Sfortunatamente, gli output di processi come questi non possono essere modificati come immagini, ma richiedono una minima conoscenza del linguaggio di programmazione utilizzato per essere manipolati. Fortunatamente, d’altro canto, gli LLM chatbots danno il meglio di sé nella comprensione e spiegazione di stringhe di codice in un elevato numero di linguaggi diversi. Per appassionate e appassionati di informatica che prediligono un metodo attivo, fatto di sperimentazione, tentativi ed errori, gli LLM chatbots potrebbero risultare particolarmente utili, anche per la loro capacità di fornire delucidazioni davanti a un errore nel codice.
Purtroppo, i veri programmi text-to-image producono risultati abbastanza deludenti da un punto di vista educativo.
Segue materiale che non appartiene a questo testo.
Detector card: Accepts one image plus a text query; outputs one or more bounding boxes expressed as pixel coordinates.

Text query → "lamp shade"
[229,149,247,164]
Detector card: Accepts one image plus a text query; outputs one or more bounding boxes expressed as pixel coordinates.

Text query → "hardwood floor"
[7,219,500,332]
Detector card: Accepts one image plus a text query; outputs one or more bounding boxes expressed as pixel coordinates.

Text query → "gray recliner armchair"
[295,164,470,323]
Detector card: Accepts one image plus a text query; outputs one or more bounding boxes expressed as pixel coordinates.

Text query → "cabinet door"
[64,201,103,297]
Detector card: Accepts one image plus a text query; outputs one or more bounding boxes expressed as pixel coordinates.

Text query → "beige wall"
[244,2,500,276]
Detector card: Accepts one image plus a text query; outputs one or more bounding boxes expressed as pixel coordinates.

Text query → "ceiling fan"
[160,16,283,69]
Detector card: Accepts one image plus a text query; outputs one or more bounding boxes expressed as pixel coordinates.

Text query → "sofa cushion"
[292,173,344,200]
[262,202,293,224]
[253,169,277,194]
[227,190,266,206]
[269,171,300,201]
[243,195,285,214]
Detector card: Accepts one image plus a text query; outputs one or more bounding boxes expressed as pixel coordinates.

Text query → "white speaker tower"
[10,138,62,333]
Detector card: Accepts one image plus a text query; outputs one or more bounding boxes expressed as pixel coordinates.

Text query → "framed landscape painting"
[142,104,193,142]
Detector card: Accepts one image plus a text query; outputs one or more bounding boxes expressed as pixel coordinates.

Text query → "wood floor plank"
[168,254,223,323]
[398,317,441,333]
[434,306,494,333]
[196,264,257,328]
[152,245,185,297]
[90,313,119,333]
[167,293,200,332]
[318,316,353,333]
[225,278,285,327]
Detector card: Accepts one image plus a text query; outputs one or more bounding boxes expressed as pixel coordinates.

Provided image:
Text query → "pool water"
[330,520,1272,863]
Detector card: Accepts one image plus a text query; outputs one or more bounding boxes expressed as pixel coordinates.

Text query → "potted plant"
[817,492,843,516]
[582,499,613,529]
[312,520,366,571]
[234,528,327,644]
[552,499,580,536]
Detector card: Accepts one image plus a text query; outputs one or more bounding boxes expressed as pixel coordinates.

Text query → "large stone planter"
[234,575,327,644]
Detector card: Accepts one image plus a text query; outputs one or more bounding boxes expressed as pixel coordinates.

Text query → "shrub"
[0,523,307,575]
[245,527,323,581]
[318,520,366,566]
La combinazione di testo e immagine è ancora uno dei loro punti deboli, così come l’inserimento di dati affidabili all’interno di un’immagine. Quando ho chiesto a Wepik di produrre una mappa che descrivesse l’avanzata e ritirata di Napoleone nella campagna di Russia, il risultato non è stato particolarmente esemplificativo. Sicuramente molto lontano dalla chiarezza delle produzioni di Minards, considerato uno dei padri dell’infografica moderna.
I modelli attualmente disponibili ancora molto indietro riguardo alla produzione di simulazioni ed animazioni 2D e 3D in risposta ad un prompt, che sono invece sapientemente usate in moltissimi campi (matematica, fisica, biologia, ingegneria, etc.). Lo sviluppo dell’intelligenza artificiale in questi ambiti è però eccezionalmente rapida, e le innovazioni potrebbero arrivare velocemente e con grandi ed inaspettati balzi in avanti.
Verso un nuovo paradigma
Questo articolo ha solo suggerito alcuni modi in cui gli strumenti di intelligenza artificiale possano supportare varie forme di apprendimento. Per esempio, non sono stati analizzati in dettaglio modelli di speech-to-text, che convertono audio in testo e viceversa (particolarmente utili per chi è portato ad un approccio uditivo), o i sistemi di traduzione automatica, che danno accesso a materiale in un elevato numero di lingue straniere (potreste averne utilizzato uno per tradurre alcuni dei link in questo articolo, ad esempio).
Al netto di questo, tuttavia, la sfida è quella di sviluppare questi strumenti in una direzione che aiuti l’apprendimento umano, piuttosto che l’eliminazione delle persone dai processi decisionali. Focalizzarsi su applicazioni il più possibile accessibili, aperte e trasparenti, che possano essere usate in autonomia da docenti e discenti per spiegare e farsi spiegare concetti in modalità adattate alle proprie preferenze – sia facendo leva sugli stili di apprendimento a noi più congeniali, sia rafforzandoci su quelli in cui siamo più deboli. E, soprattutto, riconoscendo i limiti intrinsechi e strutturali delle intelligenze artificiali nella loro relazione con le intelligenze umane, che si basano anche su fisicità, emotività e creatività, prerogative uniche delle seconde e non replicabili dalle prime.